La Tunisie a été l'un des premiers pays au monde à prendre des mesures sévères pour lutter contre le virus Covid-19. Les vols ont été progressivement annulés jusqu'à la fermeture totale, et toutes sortes de rassemblements publics tels que les conférences, le cinéma et le théâtre ont été annulés - mais pas les matchs de football ! Peu après ces mesures, le gouvernement a décrété un couvre-feu, suivi d'un verrouillage général. Début juin 2020, le pays a commencé à s'ouvrir avec un verrouillage ciblé. À l'époque, la Tunisie enregistrait zéro cas. Une quarantaine obligatoire sur tous les arrivants de l'étranger a été établie, pourtant le système politique, aussi fragile soit-il, a levé cet enfermement obligatoire pour aider le tourisme en déclin et par conséquent l'économie. C'était une victoire qui n'a pas duré.

Une troisième vague plus forte a frappé durement quelques mois plus tard, mais les mesures de réduction restent arbitraires et incohérentes. Nous sommes sous couvre-feu depuis le mois d'octobre, avec des horaires périodiquement modifiés et des fermetures générales lorsque les couvre-feux sont insuffisants ou que les autorités politiques craignent une mobilisation de masse. Les hôpitaux publics sont à pleine capacité et les cas augmentent de façon spectaculaire.

La Tunisie a le taux de mortalité lié au Covid le plus élevé de tous les pays d'Afrique du Nord, avec plus de 13 000 décès, contre seulement un peu plus de 3 000 dans les pays voisins, l'Algérie et la Libye. 

- OMS

Avec la recrudescence des nouvelles concernant les vaccins dans le monde, nous avions de grands espoirs et, en fait, les politiciens avaient promis d'apporter des vaccins au plus tard le 17 février de cette année. Bien entendu, cette promesse n'a jamais été tenue. Le premier arrivé a été le vaccin russe Sputnik, début mars 2021, et la livraison des autres vaccins a pris du retard. 

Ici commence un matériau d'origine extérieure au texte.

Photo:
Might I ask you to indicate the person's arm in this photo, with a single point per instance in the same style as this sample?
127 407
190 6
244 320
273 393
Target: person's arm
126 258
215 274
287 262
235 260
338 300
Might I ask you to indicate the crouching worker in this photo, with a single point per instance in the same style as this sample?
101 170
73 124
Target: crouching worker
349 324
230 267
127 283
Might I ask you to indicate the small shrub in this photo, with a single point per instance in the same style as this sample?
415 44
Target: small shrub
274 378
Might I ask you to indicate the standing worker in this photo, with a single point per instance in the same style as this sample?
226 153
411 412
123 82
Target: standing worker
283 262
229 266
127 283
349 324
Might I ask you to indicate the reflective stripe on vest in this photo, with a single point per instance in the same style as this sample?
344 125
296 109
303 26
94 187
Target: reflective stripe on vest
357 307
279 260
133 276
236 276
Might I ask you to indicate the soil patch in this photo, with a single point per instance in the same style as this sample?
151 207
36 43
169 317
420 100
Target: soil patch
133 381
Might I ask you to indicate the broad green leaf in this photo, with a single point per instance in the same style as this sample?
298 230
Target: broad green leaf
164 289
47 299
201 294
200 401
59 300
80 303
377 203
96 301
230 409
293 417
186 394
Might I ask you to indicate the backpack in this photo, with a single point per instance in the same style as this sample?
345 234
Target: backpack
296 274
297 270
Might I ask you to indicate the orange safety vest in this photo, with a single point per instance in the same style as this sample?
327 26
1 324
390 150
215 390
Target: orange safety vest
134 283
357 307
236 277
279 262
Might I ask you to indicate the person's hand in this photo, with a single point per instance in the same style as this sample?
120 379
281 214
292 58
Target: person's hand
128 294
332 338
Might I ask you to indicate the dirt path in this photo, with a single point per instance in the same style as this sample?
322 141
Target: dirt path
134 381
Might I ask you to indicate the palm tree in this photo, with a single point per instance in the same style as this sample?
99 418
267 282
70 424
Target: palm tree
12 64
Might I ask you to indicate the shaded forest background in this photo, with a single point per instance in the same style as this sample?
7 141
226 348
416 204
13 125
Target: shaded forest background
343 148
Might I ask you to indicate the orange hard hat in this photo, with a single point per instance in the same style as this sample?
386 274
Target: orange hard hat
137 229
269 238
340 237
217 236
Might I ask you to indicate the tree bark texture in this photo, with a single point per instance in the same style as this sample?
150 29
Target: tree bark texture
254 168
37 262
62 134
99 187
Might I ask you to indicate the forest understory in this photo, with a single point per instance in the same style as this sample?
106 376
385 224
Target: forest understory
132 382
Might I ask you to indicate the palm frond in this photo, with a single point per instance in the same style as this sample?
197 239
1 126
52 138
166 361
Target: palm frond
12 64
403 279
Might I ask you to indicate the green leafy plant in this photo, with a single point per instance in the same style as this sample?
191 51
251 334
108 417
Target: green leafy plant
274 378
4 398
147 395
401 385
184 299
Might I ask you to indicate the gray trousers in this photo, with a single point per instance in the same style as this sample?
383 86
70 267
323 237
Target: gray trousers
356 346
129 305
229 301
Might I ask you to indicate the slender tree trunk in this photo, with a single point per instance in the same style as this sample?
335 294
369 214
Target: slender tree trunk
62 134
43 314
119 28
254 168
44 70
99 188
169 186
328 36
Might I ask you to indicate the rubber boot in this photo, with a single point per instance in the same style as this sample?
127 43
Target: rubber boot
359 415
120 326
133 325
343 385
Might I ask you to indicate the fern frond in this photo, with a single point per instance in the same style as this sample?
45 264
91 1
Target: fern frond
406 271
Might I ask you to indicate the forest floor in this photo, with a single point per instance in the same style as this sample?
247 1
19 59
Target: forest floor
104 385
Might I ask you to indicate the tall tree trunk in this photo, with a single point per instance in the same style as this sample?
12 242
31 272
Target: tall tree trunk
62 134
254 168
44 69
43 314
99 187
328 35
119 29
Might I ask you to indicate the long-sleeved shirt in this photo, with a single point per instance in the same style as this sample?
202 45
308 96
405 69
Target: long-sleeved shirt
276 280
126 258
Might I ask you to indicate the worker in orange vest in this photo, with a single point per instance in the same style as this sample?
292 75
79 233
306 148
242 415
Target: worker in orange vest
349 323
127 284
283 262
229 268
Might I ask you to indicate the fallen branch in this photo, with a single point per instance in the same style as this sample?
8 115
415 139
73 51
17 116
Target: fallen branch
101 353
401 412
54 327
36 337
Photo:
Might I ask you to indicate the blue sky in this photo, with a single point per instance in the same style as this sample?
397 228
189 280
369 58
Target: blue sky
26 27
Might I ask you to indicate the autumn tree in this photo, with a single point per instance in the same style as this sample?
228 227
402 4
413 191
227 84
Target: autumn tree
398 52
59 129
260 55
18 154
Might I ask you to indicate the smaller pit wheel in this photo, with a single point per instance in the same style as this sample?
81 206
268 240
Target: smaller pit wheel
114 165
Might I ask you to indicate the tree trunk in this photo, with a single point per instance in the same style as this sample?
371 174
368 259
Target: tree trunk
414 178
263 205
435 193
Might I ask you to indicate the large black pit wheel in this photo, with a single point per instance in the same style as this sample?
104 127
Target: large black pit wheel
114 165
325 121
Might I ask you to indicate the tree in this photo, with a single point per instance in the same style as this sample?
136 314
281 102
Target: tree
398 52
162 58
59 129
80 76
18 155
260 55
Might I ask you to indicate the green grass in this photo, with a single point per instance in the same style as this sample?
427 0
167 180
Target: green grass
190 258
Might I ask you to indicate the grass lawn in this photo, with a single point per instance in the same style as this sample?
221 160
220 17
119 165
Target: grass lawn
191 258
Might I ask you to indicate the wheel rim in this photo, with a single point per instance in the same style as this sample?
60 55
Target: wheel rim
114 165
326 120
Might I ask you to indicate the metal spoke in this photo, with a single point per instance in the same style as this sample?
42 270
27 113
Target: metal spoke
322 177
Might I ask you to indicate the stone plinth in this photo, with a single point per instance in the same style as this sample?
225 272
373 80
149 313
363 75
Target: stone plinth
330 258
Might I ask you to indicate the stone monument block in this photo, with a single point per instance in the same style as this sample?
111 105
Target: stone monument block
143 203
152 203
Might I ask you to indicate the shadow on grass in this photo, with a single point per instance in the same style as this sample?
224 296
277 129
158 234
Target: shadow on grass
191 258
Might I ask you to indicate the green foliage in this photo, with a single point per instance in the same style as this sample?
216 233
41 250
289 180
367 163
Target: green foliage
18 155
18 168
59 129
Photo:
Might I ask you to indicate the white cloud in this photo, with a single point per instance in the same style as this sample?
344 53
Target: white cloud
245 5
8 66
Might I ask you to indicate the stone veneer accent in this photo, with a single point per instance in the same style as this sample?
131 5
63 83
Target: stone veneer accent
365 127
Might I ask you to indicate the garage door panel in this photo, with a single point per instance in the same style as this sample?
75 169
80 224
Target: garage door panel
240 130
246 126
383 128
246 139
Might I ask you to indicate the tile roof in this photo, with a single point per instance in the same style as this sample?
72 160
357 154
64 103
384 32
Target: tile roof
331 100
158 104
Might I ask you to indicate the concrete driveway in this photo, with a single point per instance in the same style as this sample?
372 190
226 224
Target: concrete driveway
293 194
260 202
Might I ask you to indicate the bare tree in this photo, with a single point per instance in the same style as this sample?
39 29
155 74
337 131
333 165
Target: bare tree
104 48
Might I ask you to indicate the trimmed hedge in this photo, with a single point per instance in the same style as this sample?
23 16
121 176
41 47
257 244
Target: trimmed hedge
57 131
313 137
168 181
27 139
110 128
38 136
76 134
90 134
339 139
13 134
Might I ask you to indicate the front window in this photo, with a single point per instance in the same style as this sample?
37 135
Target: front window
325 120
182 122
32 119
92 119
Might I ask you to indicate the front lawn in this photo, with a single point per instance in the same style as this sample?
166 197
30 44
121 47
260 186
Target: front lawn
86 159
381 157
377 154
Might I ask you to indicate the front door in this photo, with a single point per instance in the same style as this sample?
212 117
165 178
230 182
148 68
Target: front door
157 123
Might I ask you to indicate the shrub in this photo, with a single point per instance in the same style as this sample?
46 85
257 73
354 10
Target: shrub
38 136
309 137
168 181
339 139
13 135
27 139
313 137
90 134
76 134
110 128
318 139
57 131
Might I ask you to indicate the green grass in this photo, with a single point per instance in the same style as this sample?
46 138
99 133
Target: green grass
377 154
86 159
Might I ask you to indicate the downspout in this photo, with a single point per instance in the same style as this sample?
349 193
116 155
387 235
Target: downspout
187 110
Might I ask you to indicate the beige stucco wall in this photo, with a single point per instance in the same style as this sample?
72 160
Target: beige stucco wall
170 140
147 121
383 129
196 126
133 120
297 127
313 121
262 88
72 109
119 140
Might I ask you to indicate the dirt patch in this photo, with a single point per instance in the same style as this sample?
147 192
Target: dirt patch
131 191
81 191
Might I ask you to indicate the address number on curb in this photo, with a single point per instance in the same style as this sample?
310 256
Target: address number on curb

Situation des vaccins en Tunisie 

Le ministère de la santé a créé un nouveau système pour suivre le processus de vaccination, en donnant la priorité aux agents de santé de première ligne pour les premières doses reçues, puis a demandé à tous les citoyens et résidents de Tunisie de s'inscrire sur un portail dédié qui a été mis en ligne en janvier.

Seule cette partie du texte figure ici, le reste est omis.